企業にとって資金繰りは血液のめぐりのようなものですから、最低でも3か月程度先までの必要資金をいつでも手元に準備できていなくてはなりません。
金融機関の融資担当者は、融資の可否を判断するにあたっては、御社の財務状況を「もっとも重要な情報」として参考にしていることを理解しておきましょう。
会社の財務状況を説得力のある形で説明するためには、あらかじめ社内で構築したルールに従って、組織的に経理処理が行われていることをアピールしなくてはなりません。
この記事では、中小企業経営者が金融機関との関係を良好に保つために、どのような経理体制を構築していく必要があるのか?について具体的に解説していきます。
金融機関の融資をスムーズに受けるためには信頼性の高い経理体制の構築が必須
金融機関の担当者は、常に貸付先の企業(つまりあなたの会社です)の財務状態を気にかけています。
金融機関もビジネスでお金を貸していますから、もしお金を貸した相手の業績が悪くなり、お金が返ってこなくなってしまったらとても困ってしまうからです。
それでは、彼らはどういうときに「この企業ならお金を貸しても大丈夫」と判断するのでしょうか。

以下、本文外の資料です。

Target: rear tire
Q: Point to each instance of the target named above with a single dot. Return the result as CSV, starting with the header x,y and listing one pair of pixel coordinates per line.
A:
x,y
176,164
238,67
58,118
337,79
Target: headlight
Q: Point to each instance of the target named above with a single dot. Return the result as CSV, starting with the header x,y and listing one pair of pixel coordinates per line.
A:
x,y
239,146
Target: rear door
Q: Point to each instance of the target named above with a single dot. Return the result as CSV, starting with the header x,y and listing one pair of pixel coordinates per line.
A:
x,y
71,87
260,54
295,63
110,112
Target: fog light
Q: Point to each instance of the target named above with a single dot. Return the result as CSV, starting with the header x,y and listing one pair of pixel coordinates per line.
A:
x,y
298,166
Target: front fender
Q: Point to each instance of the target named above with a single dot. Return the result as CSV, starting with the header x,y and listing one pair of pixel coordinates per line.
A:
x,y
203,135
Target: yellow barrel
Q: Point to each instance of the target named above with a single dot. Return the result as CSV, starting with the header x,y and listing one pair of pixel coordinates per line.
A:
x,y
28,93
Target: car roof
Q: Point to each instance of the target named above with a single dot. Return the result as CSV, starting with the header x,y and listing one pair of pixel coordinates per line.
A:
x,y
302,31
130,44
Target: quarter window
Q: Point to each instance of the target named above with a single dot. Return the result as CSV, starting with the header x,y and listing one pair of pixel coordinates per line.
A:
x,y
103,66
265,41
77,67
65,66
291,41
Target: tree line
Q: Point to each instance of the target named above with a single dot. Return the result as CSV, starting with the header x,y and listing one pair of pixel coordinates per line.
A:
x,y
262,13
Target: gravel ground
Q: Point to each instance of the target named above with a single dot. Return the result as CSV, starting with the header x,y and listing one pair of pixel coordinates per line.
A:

それは、次の2つの条件にあなたの会社合致する場合です。
・①あなたの会社の決算書が、金融機関の担当者を満足させるものであった場合
・②その決算書が、信頼性の高い経理体制をもとに作成されたものであること
ごく簡単にいえば、「あなたの会社が黒字で余計な資産を持っておらず、しかもその情報がウソでないこと」が必要なのです。
①の「会社の業績」については良いときもあれば悪い時もある、というのが実際のところでしょう。
一方で、②の「信頼性の高い経理体制」については、会社の業績がどうあれ、経営者の努力次第で達成することができる課題です。
以下では、金融機関の担当者から見て「信頼性の高い経理体制」とは具体的にはどのようなものなのか?について解説します。
信頼性の高い経理体制とは?チェックリスト
金融機関の担当者から見て、「この会社の経理体制は信頼性が高い」という判断をしてもらうためには、次のような点が重要となります。
・会社の売上を意図的に操作していないか
・経営者のプライベートな収支と、会社の収支とがごちゃ混ぜになっていないか
・在庫が架空計上されていないか
・回収不能な売掛金を放置していないか
・無駄な買い物をしていないか
・過去の決算書と比較して、不自然な点がないか
それぞれの項目について、順番に見ていきましょう。
会社の売上を意図的に操作していないか
会社の売上は、「いつのタイミングで売上を計上するか」によって金額が大きく変わる可能性があります。
現金商売のビジネスであれば、お客さんからお金を受け取ったタイミングで売上を毛状すれば問題ありません。
しかし、1か月に1回売上を締めて、まとめて請求書を送るというような形のビジネスの場合は、お客さんへの商品の納品が完了したときに売上を計上するのか、あるいはお客さんの検収が完全に完了した時に売上を計上するのか…など、計算を締めるタイミングによって計上金額が変わる可能性があります。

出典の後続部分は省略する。